Hay un factor que puede ser determinante en el éxito o fracaso en la campaña del 2013: encontrar al jugador con el temperamento necesario para inspirar al resto en momento difíciles y con la experiencia de batallas ganadas, con los galones para ser un referente indiscutible y con el perfil de convertirse en un entrenador dentro del campo, que sea la caja de resonancia del planteamiento de Wilmar Valencia. A ese jugador todavía lo estamos buscando.Todo es muy lindo cuando vemos que nuestros potrillos gozan del talento y la velocidad que tanto nos gusta, pero esto queda de lado cuando viene un equipo como Pacífico y con un mínimo planteamiento defensivo –solo cerrarse y adormecer el partido- se lleva un punto de Matute y deja la sensación de que todo lo avanzado no sirve y aparecen los fantasmas de que no tenemos delanteros, que el técnico es una c… , y que este año será más de lo mismo.
Jode no ganar de local ante un equipo que venía con el cartel de ser el equipo jurásico del fútbol peruano, pero tuvieron justamente esa virtud que Alianza no tuvo; experiencia para los momentos más complicados y conocimiento del rival. Ciurlizza, Olcese, Carty, el entrenador Juanca Bazalar, no necesitaron tener 3 pulmones para aguantar el vendaval blanquiazul. Solitos, quietitos, pero bien parados y adormitando a los grones, le quitaron dos puntos a la casa.
Tenemos a Henry Quinteros, pero no sé si alcance la talla para convertirse en el hombre que maneje mentalmente a los potrillos para fortalecer ese aspecto del equipo. Juan Jayo lo hacía en su mejor momento, pero del Pato al Pulpo hay una gran diferencia de carácter que no solo pasa por lo futbolístico.
Yo me he maravillado con golazos de Quinteros en otras épocas, pero el temperamento no es precisamente el punto fuerte de este volante. El Pato es un líder para los jóvenes fuera del campo si es que tiene que pelear por un premio, si es que hay que hablar de algo con Valencia o Susana Cuba, pero cuando el fragor de un partido requiere el adicional de un espíritu indomable, el buen Henry se queda corto.
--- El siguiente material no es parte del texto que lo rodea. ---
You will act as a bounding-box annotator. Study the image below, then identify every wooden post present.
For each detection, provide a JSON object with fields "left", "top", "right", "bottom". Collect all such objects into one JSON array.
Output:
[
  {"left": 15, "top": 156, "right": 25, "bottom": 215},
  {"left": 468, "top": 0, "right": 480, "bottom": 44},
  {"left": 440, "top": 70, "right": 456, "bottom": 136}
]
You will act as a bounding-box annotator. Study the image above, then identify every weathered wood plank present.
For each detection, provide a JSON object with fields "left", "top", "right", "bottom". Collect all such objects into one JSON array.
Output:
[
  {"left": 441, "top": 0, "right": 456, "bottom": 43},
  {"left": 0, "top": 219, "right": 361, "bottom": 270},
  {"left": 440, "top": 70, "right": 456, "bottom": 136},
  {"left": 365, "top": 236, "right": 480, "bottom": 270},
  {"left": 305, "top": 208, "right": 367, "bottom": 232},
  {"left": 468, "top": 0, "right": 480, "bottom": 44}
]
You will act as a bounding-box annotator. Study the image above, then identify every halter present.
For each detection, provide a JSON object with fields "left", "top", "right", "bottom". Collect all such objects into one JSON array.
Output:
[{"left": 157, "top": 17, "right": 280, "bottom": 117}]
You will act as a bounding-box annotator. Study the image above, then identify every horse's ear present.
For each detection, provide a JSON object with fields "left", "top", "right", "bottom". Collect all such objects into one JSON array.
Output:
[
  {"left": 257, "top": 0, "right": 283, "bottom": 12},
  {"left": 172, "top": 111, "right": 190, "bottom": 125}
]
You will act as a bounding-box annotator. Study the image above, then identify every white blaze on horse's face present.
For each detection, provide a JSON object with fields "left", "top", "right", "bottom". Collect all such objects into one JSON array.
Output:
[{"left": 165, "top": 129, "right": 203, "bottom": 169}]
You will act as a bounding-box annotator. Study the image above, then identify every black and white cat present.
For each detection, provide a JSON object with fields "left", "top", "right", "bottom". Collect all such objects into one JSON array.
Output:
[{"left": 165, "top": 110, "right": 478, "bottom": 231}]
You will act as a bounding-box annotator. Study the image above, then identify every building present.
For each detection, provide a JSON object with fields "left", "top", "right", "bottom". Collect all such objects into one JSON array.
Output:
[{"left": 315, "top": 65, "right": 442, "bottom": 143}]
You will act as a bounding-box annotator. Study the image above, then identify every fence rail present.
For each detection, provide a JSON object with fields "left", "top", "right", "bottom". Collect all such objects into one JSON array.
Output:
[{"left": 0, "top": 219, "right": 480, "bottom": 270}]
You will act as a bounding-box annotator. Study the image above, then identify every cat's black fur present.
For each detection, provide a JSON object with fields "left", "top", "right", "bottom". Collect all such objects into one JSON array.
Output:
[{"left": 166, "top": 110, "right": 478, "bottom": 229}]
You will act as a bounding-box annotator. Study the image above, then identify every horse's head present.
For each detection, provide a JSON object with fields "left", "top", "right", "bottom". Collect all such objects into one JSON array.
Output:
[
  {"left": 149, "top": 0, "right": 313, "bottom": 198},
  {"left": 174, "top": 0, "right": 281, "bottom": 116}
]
Y no contagia, no irradia.
Le va a pasar a Alianza en cada partido que juegue en Matute. Todos vendrán a cerrarse y si el desnivel en el marcador no aparece en la primera media hora, los fantasmas empiezan a zumbar; el rival se crece y el líder que empuje a su oncena no levanta la mano. La película ya la hemos visto muchas veces y es urgente encontrar un JEFE de verdad que llene ese vacío que tienen los grones en este momento.
¿Walter Ibáñez? ¿George Forsyth? Son importantes en sus respectivas líneas, pero hay más por hacer para llegar al nivel de un caudillo. La falta de gol y de ideas no se van a corregir contratando a un 9, se los aseguro, el déficit viene desde el alma porque, como ya lo reconoció Valencia, Alianza solo generó 1 situación de gol ante Pacífico. La administración temporal y la comisión asesora no reparó en este gran factor que es la de tener un líder que administre la temperatura de los jóvenes en los partidos; un JEFE, no solo un capitán. Ese es el pedido urgente.